Scarred by our carnival adventure, we decided to try to get some culture in the city that's known for its opera, waltzes, classical symphonies, and Mozart balls (don't worry, they're chocolate!). We stood in line for the Opera, which sells really cheap, standing-room-only seats that you can buy 90 minutes before the show. We got in line at 5:30 for a 7 pm performance of Carmen, and were three people away from the ticket window when the show sold out. Foiled in our attempt to become cultured, we instead went to dinner, drank wine, and then headed to a seedy backpacker bar where we took vodka shots and wolfed down a microwave pizza before coming back to our apartment at 4 am singing songs and being completely obnoxious. I feel sorry for the quiet Dutch guy who, unbeknownst to us, was renting the other room in the apartment and probably wanted to murder us with his bare hands. Sorry, Dutch guy!

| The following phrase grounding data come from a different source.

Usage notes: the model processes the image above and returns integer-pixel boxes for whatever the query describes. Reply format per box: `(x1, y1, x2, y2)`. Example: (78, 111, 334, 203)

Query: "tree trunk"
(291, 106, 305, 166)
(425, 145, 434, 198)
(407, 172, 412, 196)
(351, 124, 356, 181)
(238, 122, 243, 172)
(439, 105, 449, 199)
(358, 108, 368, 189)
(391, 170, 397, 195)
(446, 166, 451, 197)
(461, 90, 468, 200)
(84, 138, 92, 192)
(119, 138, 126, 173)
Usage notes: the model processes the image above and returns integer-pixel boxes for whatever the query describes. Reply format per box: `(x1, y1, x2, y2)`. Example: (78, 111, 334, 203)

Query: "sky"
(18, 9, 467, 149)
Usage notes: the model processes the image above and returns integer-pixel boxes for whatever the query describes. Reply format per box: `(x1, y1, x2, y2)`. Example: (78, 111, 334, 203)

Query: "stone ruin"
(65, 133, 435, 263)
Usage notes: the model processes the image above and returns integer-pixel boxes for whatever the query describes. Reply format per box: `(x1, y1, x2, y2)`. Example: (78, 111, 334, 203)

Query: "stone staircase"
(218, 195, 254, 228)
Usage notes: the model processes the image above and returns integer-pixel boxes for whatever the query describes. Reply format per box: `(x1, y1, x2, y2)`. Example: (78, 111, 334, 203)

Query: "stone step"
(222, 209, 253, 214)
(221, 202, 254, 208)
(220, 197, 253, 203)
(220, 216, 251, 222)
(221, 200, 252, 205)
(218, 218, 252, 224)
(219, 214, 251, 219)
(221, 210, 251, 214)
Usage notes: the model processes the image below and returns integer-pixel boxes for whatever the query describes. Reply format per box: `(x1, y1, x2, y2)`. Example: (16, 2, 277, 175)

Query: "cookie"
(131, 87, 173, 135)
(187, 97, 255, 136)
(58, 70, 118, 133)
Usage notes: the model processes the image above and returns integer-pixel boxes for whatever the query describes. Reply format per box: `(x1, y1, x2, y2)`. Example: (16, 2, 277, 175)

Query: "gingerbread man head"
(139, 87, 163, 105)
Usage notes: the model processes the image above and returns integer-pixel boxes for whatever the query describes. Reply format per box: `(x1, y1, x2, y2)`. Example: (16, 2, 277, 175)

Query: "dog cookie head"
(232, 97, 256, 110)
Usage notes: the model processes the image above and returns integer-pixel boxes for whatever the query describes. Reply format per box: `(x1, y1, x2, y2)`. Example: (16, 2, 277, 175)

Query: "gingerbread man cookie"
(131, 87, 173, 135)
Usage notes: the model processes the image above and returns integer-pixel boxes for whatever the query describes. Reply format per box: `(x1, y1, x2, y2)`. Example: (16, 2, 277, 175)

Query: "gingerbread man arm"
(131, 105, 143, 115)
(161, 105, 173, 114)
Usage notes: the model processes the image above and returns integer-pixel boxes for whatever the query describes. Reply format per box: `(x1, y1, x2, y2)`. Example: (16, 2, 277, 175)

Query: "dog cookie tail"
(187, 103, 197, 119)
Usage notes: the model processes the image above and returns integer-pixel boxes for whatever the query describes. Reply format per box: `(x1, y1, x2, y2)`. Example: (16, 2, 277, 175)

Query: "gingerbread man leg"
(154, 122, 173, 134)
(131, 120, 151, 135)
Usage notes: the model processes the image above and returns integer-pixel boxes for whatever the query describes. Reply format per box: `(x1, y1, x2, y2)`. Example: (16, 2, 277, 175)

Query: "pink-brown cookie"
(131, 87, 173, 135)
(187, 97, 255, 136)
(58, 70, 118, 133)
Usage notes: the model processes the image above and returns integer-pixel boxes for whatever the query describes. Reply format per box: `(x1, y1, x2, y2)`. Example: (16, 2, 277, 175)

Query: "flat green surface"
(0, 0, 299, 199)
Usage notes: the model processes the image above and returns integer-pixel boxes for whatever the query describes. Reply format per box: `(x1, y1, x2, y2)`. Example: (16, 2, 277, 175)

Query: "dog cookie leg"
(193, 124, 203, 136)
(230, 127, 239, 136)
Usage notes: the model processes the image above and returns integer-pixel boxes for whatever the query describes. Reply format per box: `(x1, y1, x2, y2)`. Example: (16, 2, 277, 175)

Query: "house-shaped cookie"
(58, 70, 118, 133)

We did manage to get some modicum of culture while in Vienna - we went to a modern art museum, MUMOK, which had been billed to us as exhibiting naked people covered in salad, among other things, which was really all it took to pique our interest. Turns out that the museum just had a couple of small photos of naked people covered in salad, and then a lot of blocky, modern art exhibits for which my jet-lagged brain did not have the patience. Like, there was one exhibit that was a bookshelf leaning against a wall. I'm sorry, but that's just lazy. For the 8 Euros we paid to get in, I wanted to see real, live naked people slathered in Russian dressing. Disappointing.

So, that was Vienna in a nutshell. High points: wiener schnitzel, beer, pretty buildings. Low points: rain, sketchy carnival, lack of naked people. Overall, a good time! Next stop, the Wachau Valley -- wine country.